TOKYO - The Bank of Japan cut its economic assessment for most regions on Thursday but signalled its confidence that wage hikes were broadening, leaving scope for another hike in the country's still-low interest rates.

In a quarterly report on regional economies, the central bank said there was hope that smaller firms would hike wages by the same amount as last year or more, after bumper pay hikes were offered to employees by their bigger counterparts.

"With strong wage hikes sustained for two straight years, companies are changing their behaviour to cope with rising labour costs," such as boosting investment to streamline operations, the BOJ said.

"As wage hikes broaden, many regions saw a steady increase in the number of firms that were passing on labour costs or were considering doing so," it said.

The BOJ's regional report will be among factors the board will scrutinise in producing fresh quarterly growth and inflation forecasts at its next rate review on April 25-26.

The BOJ ended eight years of negative interest rates and other remnants of its unorthodox policy last month, making a historic shift away from its focus on reflating growth with decades of massive monetary stimulus.

While the decision was driven partly by hefty wage hikes offered by big firms, the pace of further interest rate increases will likely be swayed by whether pay rises will spread to smaller firms in regional areas of Japan, analysts say.

Japan's intensifying labour shortage was keeping firms under pressure to hike wages, or prepare for an era where they need to keep raising pay to attract talent, said Takeshi Nakajima, the BOJ's branch manager overseeing the Kansai western Japan region.

"When I ask companies what they see as future business challenges, they immediately talk about labour shortages," he told a news conference.

Japanese firms have agreed to raise wages by 5.24% this year, a third survey by labour umbrella Rengo showed on Thursday, roughly unchanged from the second survey that showed the biggest rise under comparable data since 2013.

The third survey covers a larger number of firms, including smaller ones, than the first and second surveys.


In the regional report, the BOJ cut its assessment for seven of Japan's nine regions.

The downgrades were mostly due to the hit to consumption from unusually warm weather during the winter and slumping output due to auto production disruptions, the report said.

Japan's factory output unexpectedly fell in February due to production and shipment disruption at Toyota Motor and its small-car unit, which could weigh on the broader economy due to their huge presence in the country's manufacturing sector.

"The region's auto output clearly fell at the start of this year.
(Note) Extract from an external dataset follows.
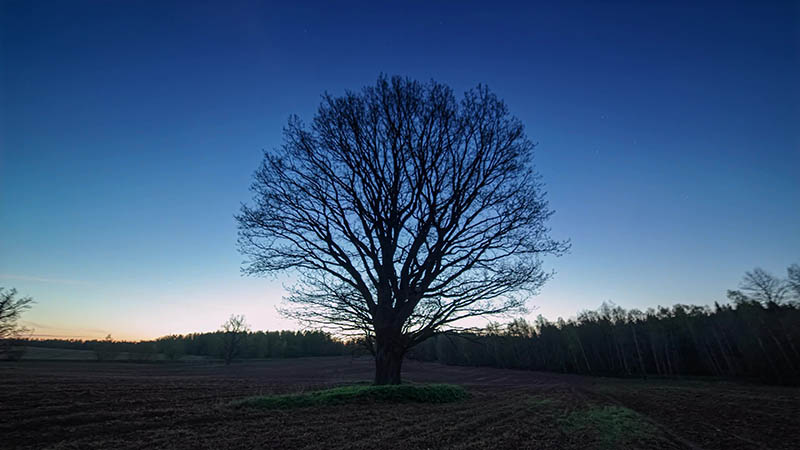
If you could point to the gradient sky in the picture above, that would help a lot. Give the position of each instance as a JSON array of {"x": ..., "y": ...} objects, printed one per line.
[{"x": 669, "y": 140}]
But it's likely to recover to fairly high levels soon," said Tetsuya Hiroshima, the BOJ's branch manager overseeing the Tokai central Japan region that is home to Toyota and many parts suppliers.

While the BOJ's report said factors weighing on consumption and output were temporary, some branch managers warned of other risks such as the fallout from China's economic slowdown.

"Exports aren't doing so well mainly due to weak IT-related shipments to China, and the drag is lasting longer than many firms had expected," said BOJ Osaka branch manager Nakajama.